At present, whether the nephrotic syndrome model is successfully copied or not is judged mainly according to 24 h urine protein quantification, kidney histopathological examination and serum biochemical indexes. Mechanism-related examination indexes such as serum SOD and MDA levels, renal tissue inflammatory factor levels, fibrosis factor levels, renal podocyte structural protein expression levels and the like are also detected by a large number of researchers.
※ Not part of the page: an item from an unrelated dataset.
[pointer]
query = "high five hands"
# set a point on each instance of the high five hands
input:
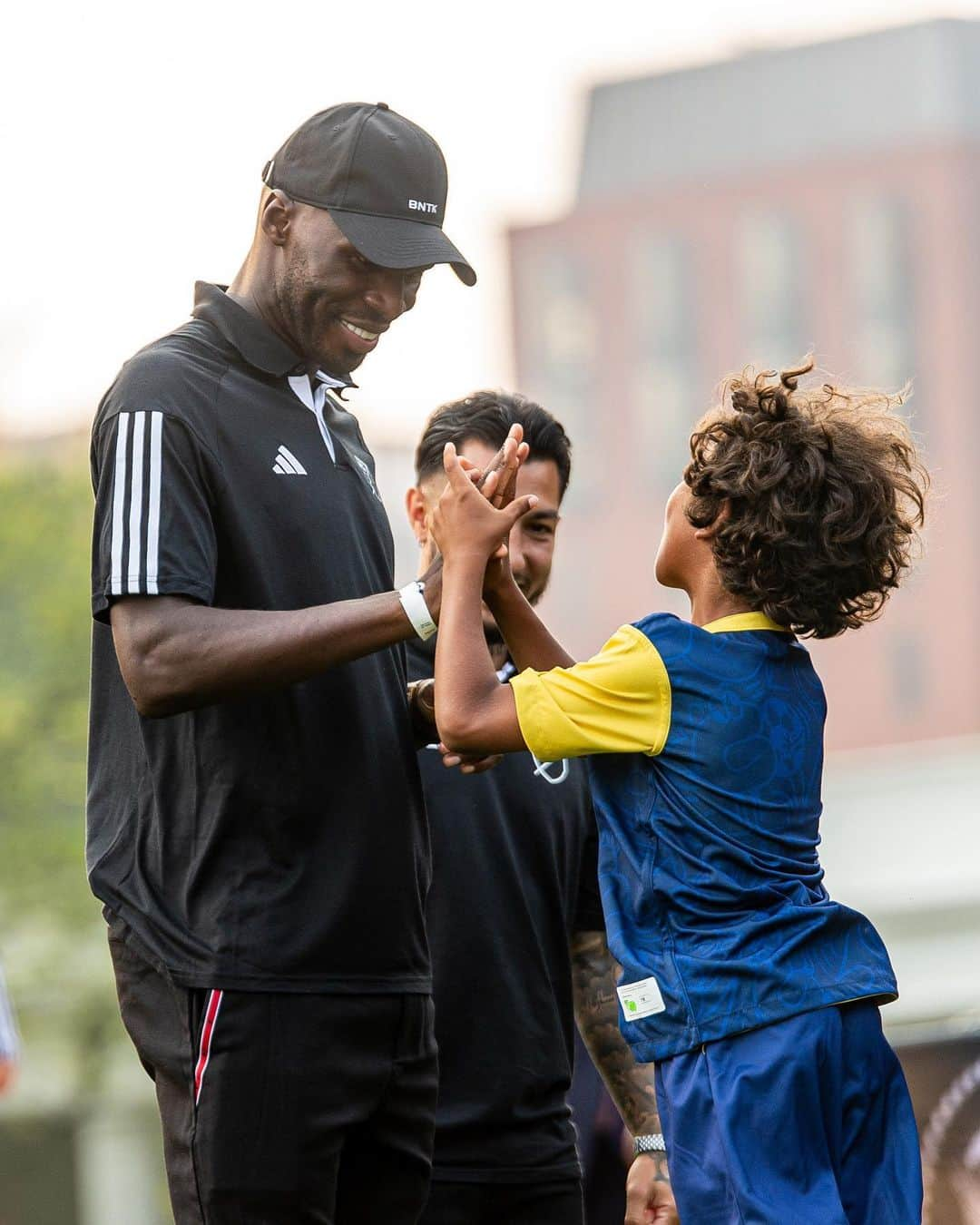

However, the evaluation of nephrotic syndrome model still has shortcomings in long-term experimental studies. (1) Subjectivity: the direct observation indexes of the renal tissue morphology comprise glomerular structure state, whether swelling exists in renal tubules and renal mesenchymes, whether a large number of protein tube types and hyaline tube types exist and the like, and the evaluation method adopts subjective artificial evaluation and has great subjectivity and uncertainty. (2) One-sided property: the evaluation model of the nephrotic syndrome related regulatory factor has certain one-sidedness, can only reflect individual biochemical functions and the state of organs/tissues, and lacks the overall systematic evaluation standard. (3) The specificity is poor: almost all kidney diseases including nephrotic syndrome, nephritis, renal failure, etc. have been changed in both Blood Urea Nitrogen (BUN) and creatinine (Scr) indexes, and thus have no specificity.
Disclosure of Invention
The invention provides a lipid biomarker for detecting a nephrotic syndrome rat model and application thereof, aiming at solving the technical problems of low accuracy and poor specificity of the existing evaluation method for evaluating the nephrotic syndrome rat model of a medicament.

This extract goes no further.